In response to the summer’s record heat waves amid an enduring period of drought, UK utility Anglian Water moved to ramp up its use of drones to spot pipeline leaks faster – an effort that has already spared the company and its customers countless gallons of expensive wasted seepage.
Anglian Water is one of the largest water utilities in the UK, and has used drones since 2017 to keep watch over the 24,000 miles of largely underground mains that serve communities across the southeastern part of England. But in response to evidence that global warming will make hotter temperatures and lower levels of rainfall a recurring problem, Anglian is using a diversified approach to spotting areas of leakage faster, allowing for quicker action on repairs that tend to be less expensive if caught early.
That updated effort focused on a reservoir near Colchester, which like the rest of eastern England is suffering from considerably reduced rainfall this year.
Previously, drones equipped with thermal sensors were flown to collect data along pipeline routes around Colchester that allowed Anglian to create maps whose temperature differentials signaled likely breaches. Chris Utton, Anglian’s intensive leak delivery manager, said analysis using FLIR software produced a color or greyscale diagram of the surveyed zone, with warmer spots surrounded by cooler areas (or vice versa in summer) usually indicative of network seepage.
Taking into account the record heat waves and effects of diminished rainfall, meanwhile, Anglian decided to also use its drones as aerial eyeballs, scouring terrain above its pipelines for evidence of leaking water benefiting what should be thirsty foliage.

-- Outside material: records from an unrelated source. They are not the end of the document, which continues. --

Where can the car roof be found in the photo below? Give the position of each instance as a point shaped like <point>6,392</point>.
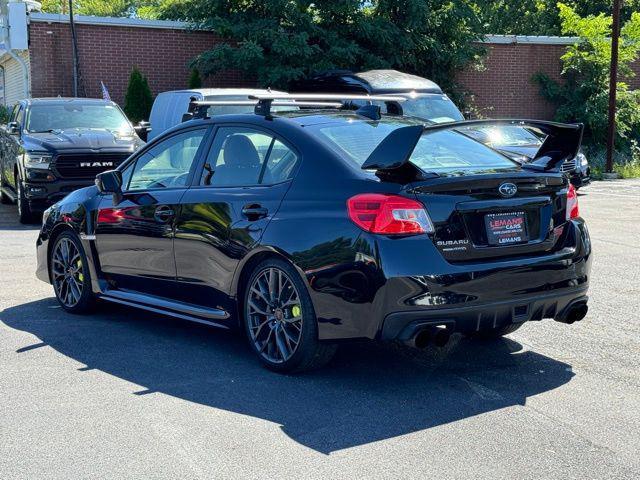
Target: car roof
<point>213,92</point>
<point>374,81</point>
<point>68,100</point>
<point>305,117</point>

“Our drones are looking for unusual flora growth which, during periods of dry weather like we’ve seen this summer, can indicate leaks on our water mains,” Utton explains. “These leaks are usually really difficult to find. In the past, drones have helped us find and fix leaks on sections of pipe that we had previously planned to replace. This technology can save us up to £7,000 per flight in water lost through leakage, and tens of thousands of pounds preventing unnecessary pipe replacements, helping us keep customers’ bills low.”
Indeed, undetected leaks that continue for longer periods of time not only produce expensive loss of water, but also gradually enlarge breach points – and favor corrosion within amid soggy soil – resulting in bigger, costlier, and more disruptive repairs.
But by combining onboard drone tech with both logic and botanical surveillance, Anglian is saving itself and its clients potentially millions in unnecessary and expensive waste.
“This year’s drought has given us the opportunity to spot leaks in a new way,” Utton says.